Dopo il lungo isolamento causato dal Covid-19, passati quasi due anni ho ripreso ad andare a trovare il caro Emilio. Nel frattempo Mr. Parkinson ne ha approfittato. Emilio mi accoglie con le braccia incrociate sul petto: un gesto che potrebbe indicare pace e speranza, invece racconta di una costrizione più forte. Una “croce” più serrata.
La parola, è diventata un sospiro flebile ed un moto tremante delle labbra. Poi improvvisamente, con voce decisa quasi irritata: “Dammi quelle carte”, mi intima. Io però non vedo fogli né carte sul piccolo tavolo e sull’armadietto, nel piccolo soggiorno della casa di riposo. “Sposta la poltrona”, dice; ma io non vedo poltrone, solo la sedia su cui sono seduto e un tavolino. Sono disorientato. Mi siedo e mi limito a guardarlo, sperando che almeno mi riconosca. Ho iniziato a raccontare: c’era da dire, dopo tanto tempo.
Solitamente nel soggiorno della RSA siede una signora napoletana, ultranovantenne, lucida e arguta. Mentre io arrivavo lei se ne stava andando a pranzo e mi ha ceduto la sua sedia. Non mi ricordavo il suo nome: “Sono Mafalda Noschese”, mi dice. Le replico: “Un nome famoso”, considerando il cognome condiviso con il famoso imitatore napoletano. “È un nome da principessa”, ribatte lei riferendosi con ironia a Mafalda di Savoia.
Il tempo, nel silenzio e nella fatica di comunicare, dominato dalla debolezza e dal decadere inesorabile, è carico di tristezza. Quando mostro le foto dell’ultimo mio nipote Martino e racconto la sua storia, Emilio ha un sussulto. Ci metto tanto a capire, ma mi chiede di andare in camera a prendere gli occhiali per vedere le foto! Sono affaticato da questa distanza che la malattia ha creato e che solo a sprazzi si riesce a colmare. Il pensiero della inutilità del mio essere lì mi pesa: perché tanta sofferenza?

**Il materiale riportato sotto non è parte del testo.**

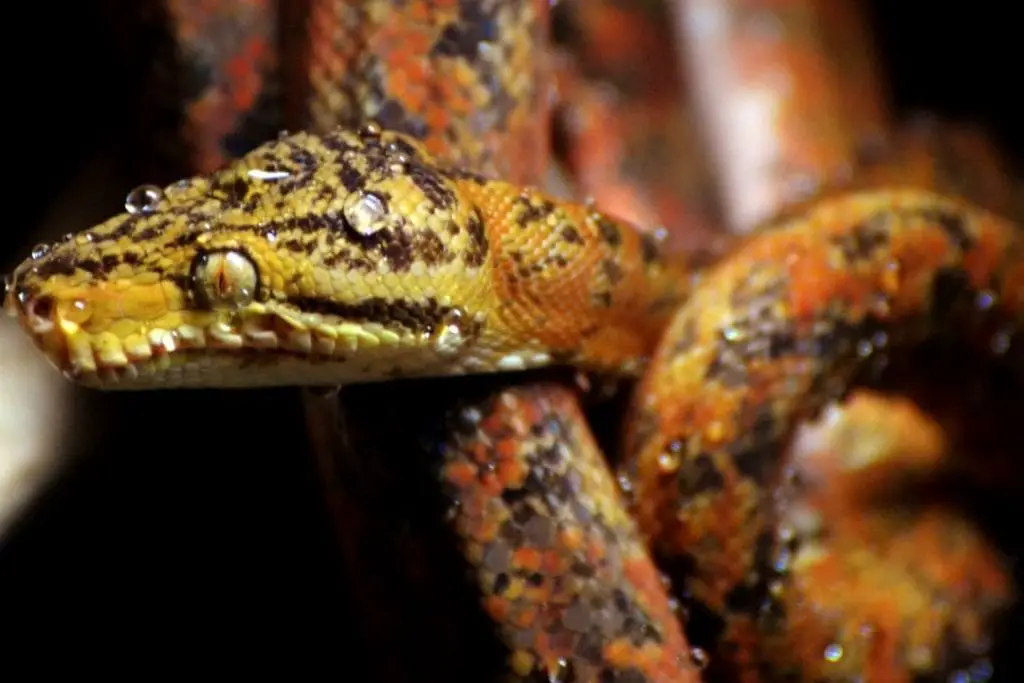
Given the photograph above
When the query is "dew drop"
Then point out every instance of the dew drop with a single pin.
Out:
(143, 200)
(1000, 342)
(834, 652)
(451, 335)
(699, 657)
(864, 348)
(582, 380)
(732, 333)
(985, 300)
(365, 213)
(562, 673)
(267, 174)
(668, 463)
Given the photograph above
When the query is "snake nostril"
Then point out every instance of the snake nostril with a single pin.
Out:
(40, 310)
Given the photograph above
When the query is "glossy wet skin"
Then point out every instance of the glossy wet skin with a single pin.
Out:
(338, 259)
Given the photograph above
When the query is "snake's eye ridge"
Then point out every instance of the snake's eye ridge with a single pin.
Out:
(224, 279)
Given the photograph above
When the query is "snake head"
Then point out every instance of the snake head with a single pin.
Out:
(309, 261)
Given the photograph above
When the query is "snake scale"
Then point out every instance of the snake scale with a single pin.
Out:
(365, 254)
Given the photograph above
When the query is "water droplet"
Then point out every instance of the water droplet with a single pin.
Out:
(668, 462)
(864, 348)
(732, 333)
(143, 200)
(451, 335)
(267, 174)
(985, 300)
(783, 560)
(365, 213)
(1000, 342)
(834, 652)
(563, 672)
(583, 382)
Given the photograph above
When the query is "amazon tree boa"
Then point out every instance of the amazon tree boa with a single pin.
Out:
(413, 243)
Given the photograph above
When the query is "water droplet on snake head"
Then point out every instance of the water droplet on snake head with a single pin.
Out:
(365, 212)
(143, 200)
(452, 334)
(834, 652)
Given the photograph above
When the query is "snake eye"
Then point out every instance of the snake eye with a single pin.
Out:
(224, 279)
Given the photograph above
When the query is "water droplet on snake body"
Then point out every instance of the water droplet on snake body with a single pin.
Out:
(452, 334)
(985, 300)
(699, 657)
(143, 200)
(267, 174)
(365, 213)
(1001, 341)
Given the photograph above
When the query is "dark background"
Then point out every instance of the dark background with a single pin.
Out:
(197, 525)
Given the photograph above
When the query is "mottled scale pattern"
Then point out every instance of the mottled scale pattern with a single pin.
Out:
(910, 587)
(462, 76)
(559, 562)
(790, 321)
(348, 257)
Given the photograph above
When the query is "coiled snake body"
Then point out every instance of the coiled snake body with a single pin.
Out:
(361, 255)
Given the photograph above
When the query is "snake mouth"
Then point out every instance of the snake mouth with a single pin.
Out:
(99, 340)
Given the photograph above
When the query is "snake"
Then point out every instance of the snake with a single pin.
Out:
(390, 249)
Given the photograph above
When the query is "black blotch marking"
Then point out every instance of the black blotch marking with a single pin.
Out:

Proprio allora ritorna Mafalda e mi guarda con un gran sorriso: “Emilio è contento quando lo vieni a trovare!”. Capisco allora che devo piacere a Emilio e non a me: né posso giudicare quanto abbiano successo i miei tentativi di comunicare. Le braccia e anche le gambe di Emilio, nella loro rigidità sono incrociate, facendo pensare al Signore in croce, nella Sua via dolorosa. Piacendo a Emilio, piaccio a Cristo.
Fac ut ardeat cor meum in amando Christum Deum, ut sibi complaceam. Fa’ che arda il mio cuore, che si commuova nell’amare Cristo Dio nei sofferenti, per vivere come piace a Lui. (Giovanni Battista Pergolesi, Stabat Mater).